On a minor level it is relevant... Imperial Russian history has deep roots and casts a shadow
Contemporary British politics is forever shaped by the Restoration centuries ago.
The key period of relevance here though is post Soviet history
 
To which, of course, the answer is always: you've a time machine? Cool...

I could very easily argue that most of humanities ills wouldn't exist if the transition from small groups of hunter-gatherers to societies based on agriculture hadn't happened - but when asked how we'd get back to that model without 99.999999999999999998% of 8 billion people starving to death in 6 months, I'd go a bit quiet.

And be dismissed with all the other cranks...
Staw man. Your reasoning re Ukraine leads to an arms race and repeating Imperial conflict....we need to define what is causing these conflicts and concentrate on pulling that cancer out
 
I'd like to think the two broad topics can (and should) run alongside each other though - an analysis and discussion of how it ended up like this, and also what should our position be now given we're in this state, and part of that is what and how to support (even if that support is at a distance and relatively small/unimportant) what's happening. I mean the former helps with the later doesn't it?

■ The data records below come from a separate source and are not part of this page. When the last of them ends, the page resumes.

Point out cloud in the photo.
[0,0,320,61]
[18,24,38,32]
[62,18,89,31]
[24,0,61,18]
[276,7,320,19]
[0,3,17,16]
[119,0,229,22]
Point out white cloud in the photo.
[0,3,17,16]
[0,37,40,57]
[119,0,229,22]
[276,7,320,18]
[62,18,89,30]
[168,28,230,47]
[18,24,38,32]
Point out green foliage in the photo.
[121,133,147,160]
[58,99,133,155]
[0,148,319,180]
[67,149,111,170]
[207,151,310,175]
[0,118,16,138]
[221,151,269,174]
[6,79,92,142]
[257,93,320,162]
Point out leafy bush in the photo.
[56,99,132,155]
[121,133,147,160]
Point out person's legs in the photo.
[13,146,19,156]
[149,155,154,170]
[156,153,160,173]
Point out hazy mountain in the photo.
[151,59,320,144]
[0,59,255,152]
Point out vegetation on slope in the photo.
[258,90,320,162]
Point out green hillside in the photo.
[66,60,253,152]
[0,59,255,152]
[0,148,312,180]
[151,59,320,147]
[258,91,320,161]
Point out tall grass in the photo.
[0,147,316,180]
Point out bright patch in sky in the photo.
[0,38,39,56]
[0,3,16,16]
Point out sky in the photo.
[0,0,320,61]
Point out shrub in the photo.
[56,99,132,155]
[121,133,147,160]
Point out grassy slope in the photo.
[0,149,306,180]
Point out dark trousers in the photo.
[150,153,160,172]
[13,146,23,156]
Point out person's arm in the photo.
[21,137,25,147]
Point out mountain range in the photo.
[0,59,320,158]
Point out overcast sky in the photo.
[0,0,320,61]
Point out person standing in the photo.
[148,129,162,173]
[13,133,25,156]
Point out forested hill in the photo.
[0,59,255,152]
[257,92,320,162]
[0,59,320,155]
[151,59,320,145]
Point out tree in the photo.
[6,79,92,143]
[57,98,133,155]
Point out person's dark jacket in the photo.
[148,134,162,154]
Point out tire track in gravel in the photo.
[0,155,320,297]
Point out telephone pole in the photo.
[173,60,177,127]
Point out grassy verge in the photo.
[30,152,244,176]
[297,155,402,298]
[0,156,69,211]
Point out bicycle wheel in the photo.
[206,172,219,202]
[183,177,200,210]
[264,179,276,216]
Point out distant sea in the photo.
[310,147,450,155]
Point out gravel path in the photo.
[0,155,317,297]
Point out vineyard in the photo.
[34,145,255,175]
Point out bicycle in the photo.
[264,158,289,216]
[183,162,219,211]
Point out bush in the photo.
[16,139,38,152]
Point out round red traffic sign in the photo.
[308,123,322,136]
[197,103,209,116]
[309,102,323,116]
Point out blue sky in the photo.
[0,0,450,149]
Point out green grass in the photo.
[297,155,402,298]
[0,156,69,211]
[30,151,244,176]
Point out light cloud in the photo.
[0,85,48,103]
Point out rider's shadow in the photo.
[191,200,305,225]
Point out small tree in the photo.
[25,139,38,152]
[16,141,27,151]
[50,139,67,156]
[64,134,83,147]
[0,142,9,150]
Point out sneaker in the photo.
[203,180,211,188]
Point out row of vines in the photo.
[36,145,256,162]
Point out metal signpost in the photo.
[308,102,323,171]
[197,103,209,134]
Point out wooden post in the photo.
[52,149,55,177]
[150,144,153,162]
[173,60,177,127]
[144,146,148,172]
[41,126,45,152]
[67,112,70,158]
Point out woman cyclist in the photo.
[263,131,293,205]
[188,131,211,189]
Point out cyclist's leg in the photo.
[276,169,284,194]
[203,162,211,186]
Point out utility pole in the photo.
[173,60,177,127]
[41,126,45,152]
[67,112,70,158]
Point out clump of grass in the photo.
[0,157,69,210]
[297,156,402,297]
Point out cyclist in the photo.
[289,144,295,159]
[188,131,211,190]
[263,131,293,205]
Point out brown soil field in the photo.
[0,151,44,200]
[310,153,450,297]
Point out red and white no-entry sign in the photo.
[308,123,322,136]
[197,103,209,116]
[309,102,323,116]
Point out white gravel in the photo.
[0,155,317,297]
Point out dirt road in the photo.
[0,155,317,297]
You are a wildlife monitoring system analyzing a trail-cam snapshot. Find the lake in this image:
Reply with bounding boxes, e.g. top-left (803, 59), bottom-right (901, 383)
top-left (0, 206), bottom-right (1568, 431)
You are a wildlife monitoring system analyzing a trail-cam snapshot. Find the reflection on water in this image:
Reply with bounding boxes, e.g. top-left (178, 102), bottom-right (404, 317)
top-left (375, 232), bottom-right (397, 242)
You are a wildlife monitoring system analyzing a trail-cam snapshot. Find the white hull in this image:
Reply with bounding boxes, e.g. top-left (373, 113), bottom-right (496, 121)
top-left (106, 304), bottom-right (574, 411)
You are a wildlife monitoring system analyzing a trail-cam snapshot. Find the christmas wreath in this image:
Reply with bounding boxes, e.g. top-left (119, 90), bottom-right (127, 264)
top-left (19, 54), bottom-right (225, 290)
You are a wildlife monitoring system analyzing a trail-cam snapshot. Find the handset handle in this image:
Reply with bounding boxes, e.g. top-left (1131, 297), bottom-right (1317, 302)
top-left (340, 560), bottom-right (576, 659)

There's pitfalls with focusing too much on one or t'other though of course.
Everything is up for discussion and consideration of course. But let's not lose sight of the woods for the trees
 
On a minor level it is relevant... Imperial Russian history has deep roots and casts a shadow
Contemporary British politics is forever shaped by the Restoration centuries ago.
The key area of relevance here though is post Soviet history
Personally I don't think it's a minor level. There's still living generations there who suffered under Russian rule, faced deportation, starvation, the crushing of their language and culture. Yes, NATO and the west will have exploited that and are hoping to benefit from the degradation of the Russian army, but I can only really see one main root cause of this and its the section of the Russian ruling class who want to regain what they feel is rightfully theirs.
 
Staw man. Your reasoning re Ukraine leads to an arms race and repeating Imperial conflict....we need to define what is causing these conflicts and concentrate on pulling that cancer out
What's caused the conflict in Ukraine isn't the German Russian speaking people who happen to be on very valuable real estate.

There's no guarantee Ukraine will come out of this in a viable position even if they win. A country can't keep giving up resources. Their future will be precarious and no doubt Kyiv knows it. Putin will have other ways of killing Ukraine and he'll be determined to do just that. I'd expect to hear of economic war, cargo ships being seized, a type of warfare as old as trade itself, constant cyber onslaught and whatever else they can come up with at the Kremlin.